NETTALI.COM - ’’ Pour soulager le panier de la ménagère, face à la hausse considérable des prix des denrées de première nécessité notée ces derniers mois, l’Etat du Sénégal a décidé de réduire, et même de suspendre certaines taxes à l’importation. Afin de mieux comprendre l’impact de ces décisions sur le plan fiscal et économique, ‘’EnQuête’’ s’est entretenu avec l’économiste-fiscaliste Mamadou Ngom, par ailleurs enseignant à la faculté des Sciences économiques et de gestion (Faseg) de l’université Cheikh Anta Diop de Dakar.
L’inflation connue dernièrement s’explique par une « une hausse généralisée des prix, non accompagnée d’une augmentation des revenus ». « Nous vivons une crise qui a tendance à être structurelle, si certaines anticipations ne sont pas faites. En ce qui concerne la taxe sur la valeur ajoutée (TVA) à 6 %, cette mesure ne concernait que la farine de blé. Comme vous savez, on consomme fortement cette farine qui provient de l’extérieur. Le cas du pain et produits dérivés en est une belle illustration. Avec la suppression de la TVA de 18 % sur le pain en 2007, il faut préciser que la TVA sur la farine de blé était maintenue. Cette façon de faire expose les boulangers à des difficultés, car ne collectant pas la TVA sur le pain, ils n’ont plus droit à déduire la TVA supportée sur la farine. C’est cette situation qui a poussé les autorités publiques à consentir à une baisse de 12 points sur la TVA portant sur la farine de blé afin de rendre stable le prix du pain. Autrement dit, le taux passe de 18 à 6 %. Avec ce renoncement, le manque à gagner est à l’ordre de 18 milliards par an, estiment les autorités publiques », explique l’économiste Mamadou Ngom, dans un entretien avec Enquête.
« Ainsi, la lecture que je fais de cette baisse de la TVA ou même l’annulation probable qui ressorte des propositions administratives, entre dans le cadre des fonctions de régulation de l’impôt. C’est une fonction qui a un rôle essentiellement économique. Elle a pour objet de corriger certaines fluctuations à partir des paramètres de l’imposition. Elle permet de sécuriser, voire même stimuler la production afin de rendre les prix plus compétitifs sur le marché. Bien évidemment, en tenant considération du niveau d’absorption du consommateur et de son revenu. Donc, l’application de cette mesure, à court terme, pourrait amoindrir ou même maitriser les fluctuations exogènes que subit l’économie », a-t-il ajouté.

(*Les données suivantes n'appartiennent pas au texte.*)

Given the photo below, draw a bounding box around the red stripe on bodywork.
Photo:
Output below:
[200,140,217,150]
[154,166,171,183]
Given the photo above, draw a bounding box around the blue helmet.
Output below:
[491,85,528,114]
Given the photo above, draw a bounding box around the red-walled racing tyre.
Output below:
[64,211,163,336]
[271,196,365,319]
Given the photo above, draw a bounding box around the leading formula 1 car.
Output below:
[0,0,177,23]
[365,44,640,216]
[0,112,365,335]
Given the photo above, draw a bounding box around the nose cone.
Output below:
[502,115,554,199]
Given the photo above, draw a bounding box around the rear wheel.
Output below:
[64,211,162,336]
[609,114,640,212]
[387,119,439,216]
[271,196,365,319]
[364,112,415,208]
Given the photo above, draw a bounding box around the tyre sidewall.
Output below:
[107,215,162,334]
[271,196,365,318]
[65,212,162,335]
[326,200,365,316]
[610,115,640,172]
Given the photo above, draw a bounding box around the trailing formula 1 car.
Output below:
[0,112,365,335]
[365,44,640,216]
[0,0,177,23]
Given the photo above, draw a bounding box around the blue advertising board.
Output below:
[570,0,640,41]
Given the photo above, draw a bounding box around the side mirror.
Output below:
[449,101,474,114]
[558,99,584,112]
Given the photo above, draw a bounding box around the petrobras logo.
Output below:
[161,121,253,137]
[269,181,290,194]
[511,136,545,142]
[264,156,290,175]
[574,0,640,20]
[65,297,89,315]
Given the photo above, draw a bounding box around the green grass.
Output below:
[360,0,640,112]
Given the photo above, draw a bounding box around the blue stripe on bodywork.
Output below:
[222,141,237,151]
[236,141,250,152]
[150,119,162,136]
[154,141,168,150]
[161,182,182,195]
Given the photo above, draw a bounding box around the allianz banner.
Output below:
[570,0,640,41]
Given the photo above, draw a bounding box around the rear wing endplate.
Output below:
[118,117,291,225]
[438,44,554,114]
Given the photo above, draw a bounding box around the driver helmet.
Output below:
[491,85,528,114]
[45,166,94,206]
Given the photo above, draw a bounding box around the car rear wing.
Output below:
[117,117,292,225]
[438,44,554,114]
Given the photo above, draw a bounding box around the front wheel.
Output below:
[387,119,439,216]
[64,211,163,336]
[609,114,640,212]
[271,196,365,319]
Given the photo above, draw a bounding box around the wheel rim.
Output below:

Sur cette idée même, il dit que la suspension aura un effet immédiat sur la structure des prix. « Si, durant cette période de suspension, la situation économique s’améliore, il vaut mieux aller dans le sens de la suppression, mais uniquement pour ces denrées qualifiées de première nécessité comme le sucre et la farine de blé fortement consommés dans les zones urbaines du Sénégal. Cela ne traduit pas ma position à encourager l’importation de ces denrées ; bien évidemment non. Il s’agit, pour moi, juste de préserver le bien-être des producteurs et consommateurs. Les économistes de l’offre ont, à cet égard, démontré que les obstacles à la croissance sont dus aux problèmes que rencontrent les agents économiques relativement aux prélèvements excessifs. Donc, ces mesures sont bien efficaces, face à cette inflation. Car on ne doit surtout pas répercuter directement et de façon proportionnelle sur l’impôt les fluctuations ou les déréglementions issues de l’extérieur. C’est d’ailleurs même contraire à la fonction de régulation », détaille-il.
A la question de savoir s’il y aura une baisse des recettes fiscales, il rétorque : « Cette décision est parcellaire par rapport au volume de recettes fiscales globales. Certes, c’est un manque à gagner qui est différent d’une perte. Et mieux encore, cette baisse de la charge fiscale peut mettre les producteurs et une partie des importateurs dans une position favorable de création de valeur. Il faut que l’on comprenne que renoncer à un impôt ou taxe ne se traduit pas systématiquement par une baisse des recettes fiscales. Même si, dans les principes budgétaires, celui appelé universalité du budget institue la règle de non-compensation, il n’en reste pas moins dans l’exercice du prélèvement, il a un caractère dynamique qui permet de compenser certaines recettes par l’élargissement de l’assiette ou l’introduction de nouvelles taxes. Je rappelle que la règle de non-compassion en matière budgétaire interdit la compensation des recettes et dépenses et non la compensation entre recettes. Donc, dans une politique fiscale souple et élastique, si on renonce à une recette, on pourra toujours la retrouver ailleurs sans compromettre le niveau de prélèvement. A mon avis, cette baisse n’aura pas d’impacts considérables sur les recettes fiscales ».